The boys listened to his account of his capture with Stuart by the Shawnees; also to the long months which he spent alone in the wilderness, enemies ever upon his trail, but persisting in his task in the face of all. And when, at length, they rode away, their faces were grave, their eyes shining.

“That was a fine thing to do,” said Eph, in great admiration. “A very fine thing. I reckon there’s not another in the settlements that would have stayed to finish up with all those dangers crowding around him.”

“I always knew that Mr. Boone was like that,” said Sandy. “I’d watch the way he’d ride his horse, or hold his rifle, or speak to any one who’d meet him. He had a way about him that told you he’d be a hard man to beat.”

“I think to do what you set out to do is one of the best proofs of quality in a man,” spoke Oliver. “Sometimes it’s easy, and sometimes it’s hard to do; but to do it’s the thing, and nothing else will answer if you mean to be worth anything.”

It was late in September in the year 1774 that Boone started, with his family, to take up his home in the country beyond the Laurel Ridge. Squire Boone was with them, and he helped Daniel and his sons to see to the packhorses, the cattle and the hogs which were taken to stock the new farm in the wilderness.

Near Powell’s Valley, not many miles distant, the Boones were met by the Taylors, the family of the farmer for whom Sandy worked, and a number of other prospective homesteaders.
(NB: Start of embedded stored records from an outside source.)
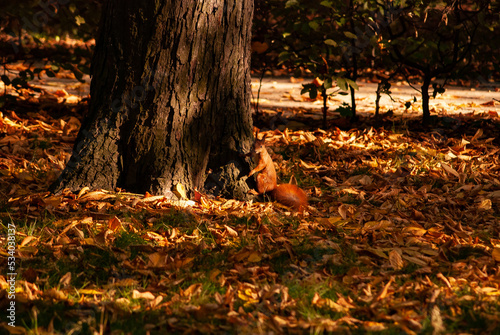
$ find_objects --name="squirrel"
[248,136,307,212]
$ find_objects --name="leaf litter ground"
[0,75,500,334]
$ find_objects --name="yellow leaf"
[132,290,155,300]
[491,246,500,262]
[78,288,104,295]
[441,163,460,178]
[389,249,404,270]
[248,251,262,263]
[478,199,491,211]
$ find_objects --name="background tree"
[52,0,253,197]
[377,0,491,124]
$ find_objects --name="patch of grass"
[153,208,198,234]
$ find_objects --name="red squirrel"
[248,136,307,212]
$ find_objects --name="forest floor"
[0,71,500,334]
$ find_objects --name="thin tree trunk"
[422,73,432,125]
[52,0,253,197]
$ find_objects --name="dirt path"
[0,76,500,116]
[252,78,500,115]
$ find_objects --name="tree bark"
[51,0,253,198]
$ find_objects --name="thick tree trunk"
[52,0,253,198]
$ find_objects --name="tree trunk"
[422,72,432,125]
[52,0,253,198]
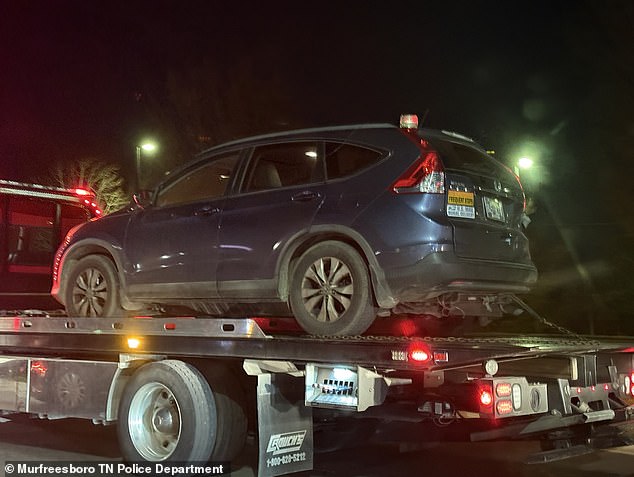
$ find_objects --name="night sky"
[0,0,634,333]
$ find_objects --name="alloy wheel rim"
[302,257,354,323]
[73,268,108,317]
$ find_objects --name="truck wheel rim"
[73,268,108,317]
[57,372,87,409]
[302,257,354,323]
[128,383,181,461]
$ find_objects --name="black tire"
[201,366,248,462]
[64,255,124,317]
[117,360,246,462]
[289,240,377,336]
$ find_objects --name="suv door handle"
[291,190,319,202]
[194,207,220,217]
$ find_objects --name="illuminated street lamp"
[517,157,533,169]
[513,156,534,177]
[136,141,158,191]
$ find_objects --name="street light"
[517,157,533,169]
[136,141,158,191]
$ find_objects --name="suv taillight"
[392,151,445,194]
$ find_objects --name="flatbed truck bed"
[0,312,634,476]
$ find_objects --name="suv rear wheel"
[289,241,377,336]
[64,255,124,317]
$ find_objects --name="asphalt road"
[0,415,634,477]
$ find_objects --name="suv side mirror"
[132,190,152,209]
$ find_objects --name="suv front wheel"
[289,241,377,336]
[64,255,124,317]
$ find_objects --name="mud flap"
[253,373,313,477]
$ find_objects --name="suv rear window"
[433,140,500,175]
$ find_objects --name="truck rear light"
[392,151,445,194]
[478,383,493,414]
[399,114,418,131]
[407,343,432,363]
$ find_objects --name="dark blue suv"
[52,117,537,335]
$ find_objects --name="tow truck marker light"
[511,383,522,411]
[480,387,493,407]
[495,399,513,414]
[128,338,141,349]
[495,383,511,397]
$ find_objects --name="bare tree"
[41,159,129,214]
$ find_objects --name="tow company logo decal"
[266,430,306,455]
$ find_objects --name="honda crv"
[52,116,537,335]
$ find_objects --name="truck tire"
[117,360,246,462]
[289,240,377,336]
[64,255,124,317]
[200,366,248,462]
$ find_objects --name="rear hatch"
[429,134,530,263]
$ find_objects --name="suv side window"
[244,141,324,192]
[7,196,57,273]
[326,142,383,180]
[156,152,239,207]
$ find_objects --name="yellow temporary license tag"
[447,190,473,207]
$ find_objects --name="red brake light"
[392,151,445,194]
[407,343,432,363]
[478,386,493,408]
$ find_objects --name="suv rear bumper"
[378,252,537,302]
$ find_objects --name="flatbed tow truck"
[0,302,634,476]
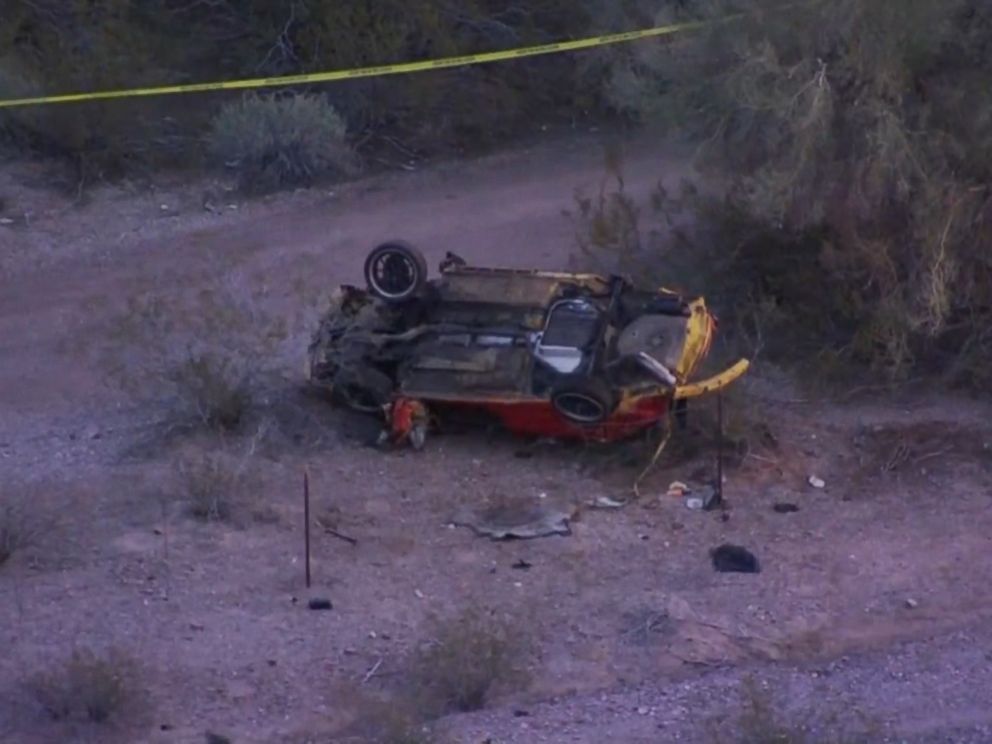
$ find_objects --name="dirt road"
[0,135,992,744]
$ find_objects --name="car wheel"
[333,366,393,413]
[551,377,617,425]
[365,241,427,302]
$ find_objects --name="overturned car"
[308,242,748,445]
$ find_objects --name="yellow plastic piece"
[675,359,751,400]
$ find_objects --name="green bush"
[592,0,992,383]
[209,93,355,191]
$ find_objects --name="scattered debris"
[452,502,576,540]
[591,496,627,509]
[685,486,717,511]
[710,543,761,573]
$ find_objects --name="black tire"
[365,241,427,302]
[333,365,393,413]
[551,377,617,426]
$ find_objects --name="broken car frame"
[307,241,748,447]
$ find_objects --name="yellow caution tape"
[0,14,728,109]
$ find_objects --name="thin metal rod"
[303,470,310,589]
[716,390,723,504]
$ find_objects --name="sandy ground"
[0,139,992,744]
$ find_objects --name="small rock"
[710,543,761,573]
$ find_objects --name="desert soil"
[0,138,992,744]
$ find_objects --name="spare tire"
[365,241,427,302]
[551,376,617,426]
[332,364,394,413]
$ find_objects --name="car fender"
[675,359,751,400]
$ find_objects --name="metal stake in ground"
[303,469,310,589]
[709,391,723,509]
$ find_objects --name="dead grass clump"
[712,678,877,744]
[29,649,141,723]
[409,608,530,718]
[176,452,248,522]
[98,265,291,432]
[209,93,356,191]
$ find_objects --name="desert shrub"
[0,0,628,177]
[29,649,142,723]
[710,677,879,744]
[346,697,438,744]
[596,0,992,382]
[175,451,250,522]
[209,93,355,191]
[409,608,529,718]
[96,267,295,431]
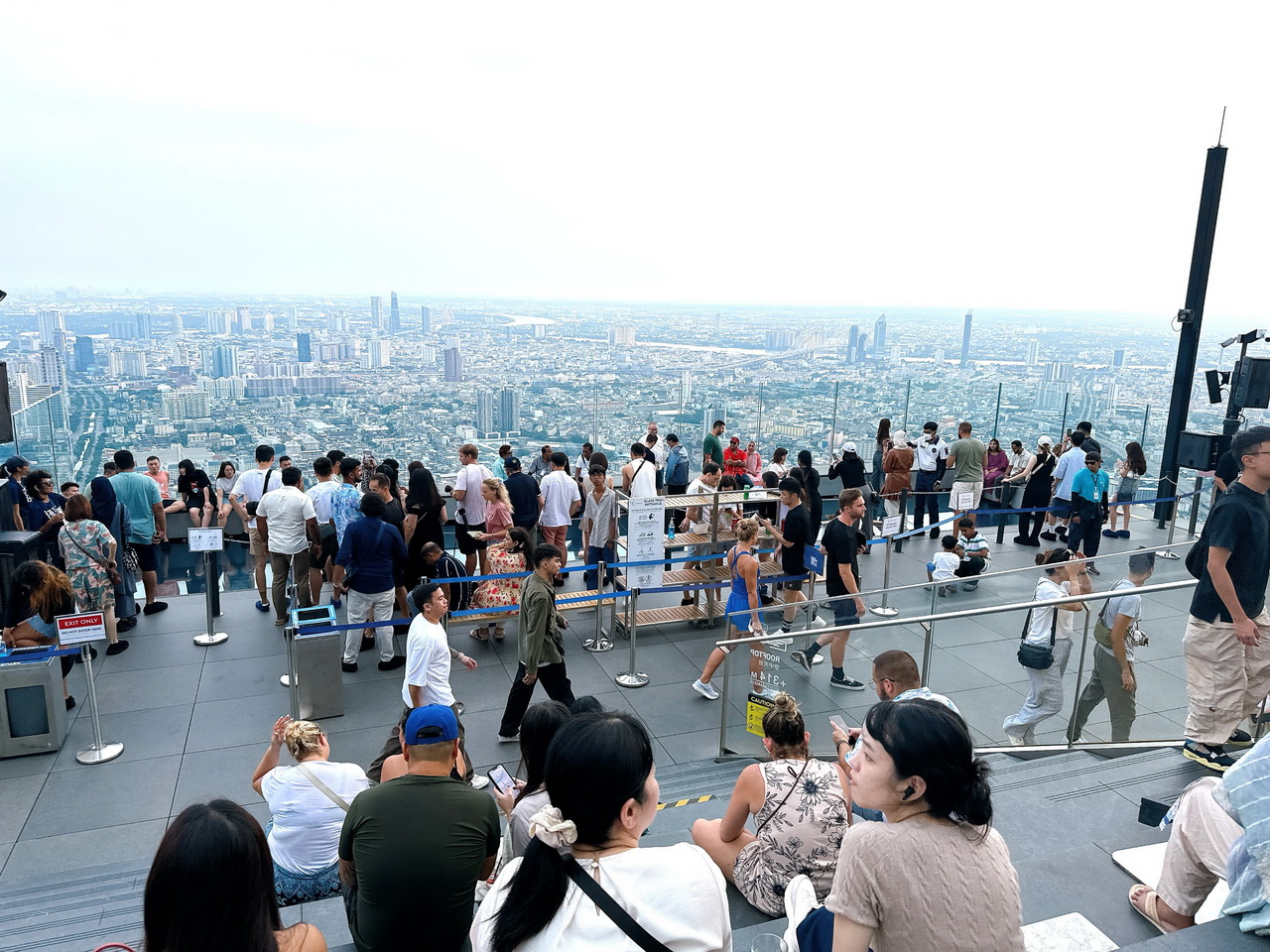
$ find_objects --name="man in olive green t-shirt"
[339,704,499,952]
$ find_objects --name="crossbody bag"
[1019,606,1058,671]
[296,765,348,813]
[566,857,671,952]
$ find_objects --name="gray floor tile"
[18,757,182,845]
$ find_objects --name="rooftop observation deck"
[0,486,1258,952]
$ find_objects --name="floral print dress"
[731,759,849,915]
[58,520,115,612]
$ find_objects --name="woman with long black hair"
[471,712,731,952]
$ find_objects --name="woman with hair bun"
[785,699,1024,952]
[251,715,371,906]
[693,692,851,915]
[471,712,731,952]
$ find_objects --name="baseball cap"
[401,704,458,747]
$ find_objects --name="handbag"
[1019,606,1058,671]
[564,857,671,952]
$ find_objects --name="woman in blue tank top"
[693,520,776,701]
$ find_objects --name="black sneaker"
[829,674,865,690]
[1183,740,1234,774]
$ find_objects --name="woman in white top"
[1002,548,1093,744]
[251,715,371,905]
[471,712,731,952]
[693,692,851,915]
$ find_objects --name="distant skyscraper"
[210,344,239,378]
[445,337,463,384]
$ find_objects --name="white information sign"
[54,612,105,648]
[626,496,666,589]
[187,530,225,552]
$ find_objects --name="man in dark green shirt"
[339,704,499,952]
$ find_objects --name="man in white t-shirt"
[366,581,488,787]
[450,443,494,575]
[539,449,581,588]
[230,443,282,612]
[255,466,318,629]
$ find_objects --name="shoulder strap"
[296,765,348,813]
[566,857,670,952]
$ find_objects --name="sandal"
[1129,883,1176,935]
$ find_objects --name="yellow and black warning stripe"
[657,793,717,810]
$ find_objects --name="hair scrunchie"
[530,806,577,849]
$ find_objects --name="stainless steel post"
[75,645,123,765]
[613,589,648,688]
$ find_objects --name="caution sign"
[745,692,776,738]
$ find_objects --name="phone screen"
[489,765,516,793]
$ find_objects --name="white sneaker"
[785,874,821,952]
[693,678,718,701]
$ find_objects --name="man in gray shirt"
[948,421,988,531]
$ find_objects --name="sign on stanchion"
[55,612,123,765]
[187,530,230,648]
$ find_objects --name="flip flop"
[1129,883,1176,935]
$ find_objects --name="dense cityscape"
[0,289,1254,492]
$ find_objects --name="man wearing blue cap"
[339,704,499,952]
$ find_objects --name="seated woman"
[693,692,851,915]
[470,525,530,641]
[4,559,79,711]
[471,712,731,952]
[494,701,569,860]
[144,799,326,952]
[1129,738,1270,935]
[785,699,1024,952]
[251,715,371,906]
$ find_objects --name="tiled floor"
[0,523,1234,947]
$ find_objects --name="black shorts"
[454,522,486,554]
[128,542,159,572]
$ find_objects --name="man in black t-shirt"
[759,476,812,635]
[1183,426,1270,771]
[790,489,869,690]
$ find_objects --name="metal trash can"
[289,606,344,721]
[0,654,67,758]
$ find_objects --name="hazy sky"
[0,0,1270,320]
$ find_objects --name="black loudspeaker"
[1178,430,1221,472]
[1230,357,1270,410]
[0,361,13,443]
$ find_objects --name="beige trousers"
[1183,611,1270,745]
[1156,776,1243,916]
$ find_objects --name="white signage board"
[187,530,225,552]
[54,612,105,648]
[626,496,666,589]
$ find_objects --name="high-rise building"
[209,344,239,378]
[445,337,463,384]
[874,313,886,354]
[494,387,521,436]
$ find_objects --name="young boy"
[926,536,961,598]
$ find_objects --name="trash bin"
[291,606,344,721]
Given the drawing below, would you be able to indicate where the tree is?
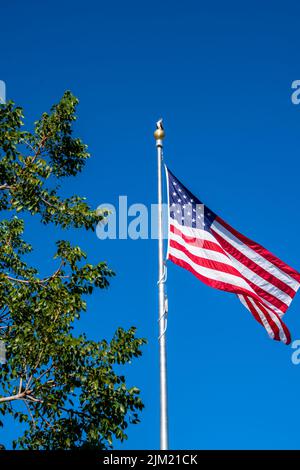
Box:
[0,92,145,449]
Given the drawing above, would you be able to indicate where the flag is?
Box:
[166,168,300,344]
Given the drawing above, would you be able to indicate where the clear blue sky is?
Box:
[0,0,300,449]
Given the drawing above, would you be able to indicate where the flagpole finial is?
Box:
[154,119,165,141]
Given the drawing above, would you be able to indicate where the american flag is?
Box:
[166,168,300,344]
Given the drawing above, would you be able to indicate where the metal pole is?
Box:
[154,119,168,450]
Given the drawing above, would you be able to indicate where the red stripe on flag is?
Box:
[215,216,300,282]
[211,228,296,298]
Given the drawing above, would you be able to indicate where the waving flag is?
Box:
[166,169,300,344]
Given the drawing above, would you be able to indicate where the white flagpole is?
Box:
[154,119,168,450]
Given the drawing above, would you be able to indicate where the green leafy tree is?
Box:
[0,92,145,449]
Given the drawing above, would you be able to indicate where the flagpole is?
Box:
[154,119,168,450]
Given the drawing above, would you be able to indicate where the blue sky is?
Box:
[0,0,300,449]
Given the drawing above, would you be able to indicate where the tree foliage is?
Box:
[0,92,145,449]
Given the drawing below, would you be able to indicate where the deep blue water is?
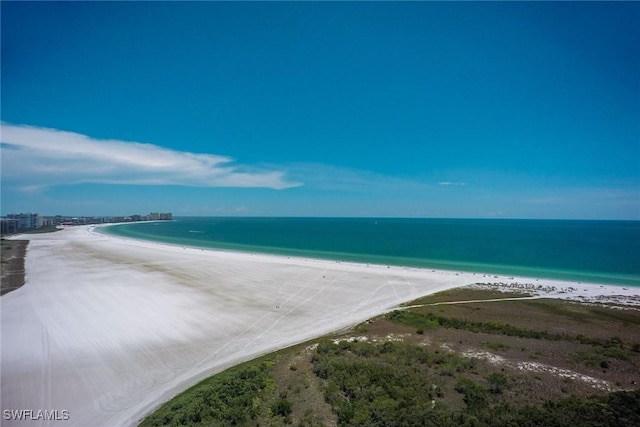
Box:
[104,217,640,286]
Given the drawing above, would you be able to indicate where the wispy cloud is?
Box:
[1,123,302,189]
[438,181,467,186]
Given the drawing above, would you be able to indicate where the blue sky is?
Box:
[1,2,640,219]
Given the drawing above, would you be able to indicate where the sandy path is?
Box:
[0,227,636,426]
[0,228,471,426]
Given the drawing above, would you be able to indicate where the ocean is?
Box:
[103,217,640,287]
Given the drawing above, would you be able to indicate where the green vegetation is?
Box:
[387,310,566,341]
[142,290,640,427]
[313,341,640,427]
[140,362,275,427]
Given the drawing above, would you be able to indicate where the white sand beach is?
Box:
[0,227,637,426]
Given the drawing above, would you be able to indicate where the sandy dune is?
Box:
[0,227,636,426]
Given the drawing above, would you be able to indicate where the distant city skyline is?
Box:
[0,2,640,220]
As the expedition now stood there were some forty hardy, courageous men in its column, armed and ready for the toil of the march.

Ahead rode Oliver Barclay, Eph Taylor and young Campbell with some of the younger of the men; in a line came the packhorses and those bearing the women and children. Boone and the main body of the settlers rode beside the pack animals, their rifles across their saddle-bows. In the rear came the cattle in the care of another band of youths who had undertaken this part of the work under the watchful eye of Boone’s eldest son.

For a week this formation was kept; at night they camped at sides of streams with guards set out to watch for the Indian prowlers who might have trailed them during the day and who might now be waiting for a murderous opportunity from the underbrush; also the cattle and hogs were to be kept from the attacks of those stealthy beasts which prowl the night.

They headed for that break in the mountain chain afterward known as the Cumberland Gap; never a sight of a redskin was had, never a sign of his trail anywhere. But there he was, nevertheless, for just eleven days after the journey began, while they were passing through a particularly difficult place, there came a sudden murderous volley of bullets and arrows in the rear, a rush of red robbers, and the scattering of most of the cattle into the woods. And six of the rear guard, including Boone’s son, were left dead in the trail.

Instantly, upon the firing of the volley, the column of emigrants came to a halt; a line of defense was formed and the lightest of the horsemen began scurrying upon the trail of the savages who fled through the passes.